Les choses nous affectent différemment que les humains, et cette désorientation est peut-être quelque chose à laquelle je dois m'adapter.
Ouais, eh bien, tu ferais bien de t’y habituer. Et vite. , me répond-il. Sa voix rauque et familière dans ma tête a un drôle d'effet sur mon estomac.
C'est loin d'être une réponse polie, et le ton me dit qu'il ne veut pas communiquer avec moi, surtout pas par le biais d'un lien mental.
Je ne fais pas partie de sa meute et je ne suis pas du même rang que lui. C'est un manque de respect que j'essaye de le faire.
Il s'en va vers son père pour mieux me le démontrer, et je m'écroule de nouveau sous le poids de toutes ces révélations.
Je suis lourde, je ne sais pas comment me débrouiller avec mon corps de chien alors que j'ai passé ma vie à marcher sur deux jambes. Je dois peser quatre fois mon poids moyen, c'est certain, mais la taille de mes pattes suggère que je suis peut-être encore plus lourde.
« La transformation ne durera pas longtemps... seulement quelques instants fugaces pour votre première fois. Vous serez éveillés quand cela sera terminé, et votre destin se révélera à vous. Soyez attentifs et vigilants. »

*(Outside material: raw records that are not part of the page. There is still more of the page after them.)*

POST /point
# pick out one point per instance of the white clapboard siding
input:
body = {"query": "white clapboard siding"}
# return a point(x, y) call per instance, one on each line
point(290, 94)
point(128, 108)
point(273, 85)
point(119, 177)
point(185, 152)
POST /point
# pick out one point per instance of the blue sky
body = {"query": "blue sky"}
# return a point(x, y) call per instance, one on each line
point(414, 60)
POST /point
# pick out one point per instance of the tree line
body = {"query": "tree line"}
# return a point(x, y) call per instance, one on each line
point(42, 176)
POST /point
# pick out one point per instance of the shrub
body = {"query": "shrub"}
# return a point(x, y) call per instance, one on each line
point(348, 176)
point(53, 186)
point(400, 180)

« Vous êtes maintenant de l'autre côté », dit haut et fort le chaman, et sa voix résonne comme un chant prophétique à travers la montagne.
J’ai entendu ces mots plein de fois, mais cette fois-ci, ils signifient enfin quelque chose pour moi.
Je me lève une fois de plus sur mes jambes incertaines, lentement, comme Bambi à sa naissance, et je lève la tête comme je sais que je dois le faire.
Moi et tous ceux qui m'entourent, tendons le cou, levons le nez vers le ciel et hurlons à la lune pour la première fois de notre vie, comme une meute unie.
Peu importe qui nous sommes, d'où nous venons, notre lignée ou notre passé, notre hurlement est puissant et plein de sens, il nous unit dans un chant qui achève notre transformation.
Le son se répercute autour de nous, à travers nous, et nous sommes rejoints par les centaines de personnes qui nous observent jusqu'à ce que nous remplissions le ciel nocturne d'un bourdonnement grave et sinistre qui se répercute dans les montagnes et qui inspire une crainte respectueuse aux animaux sauvages.
Au début, la sensation est étrange.
Ma gorge vibre, mes cordes vocales sont douloureuses et râpeuses, mais à mesure que mes poumons se vident de leur air, le plus long des hurlements cascade hors de moi, jusqu'à ce qu'il m’écorche la gorge et me laisse à bout de souffle.
Je me sens vivante. Comme si j'avais retenu mon souffle et attendu cela toute ma vie. Je suppose que c'est le cas. C'est ce que je suis née pour être, et avec l'éveil vient la liberté.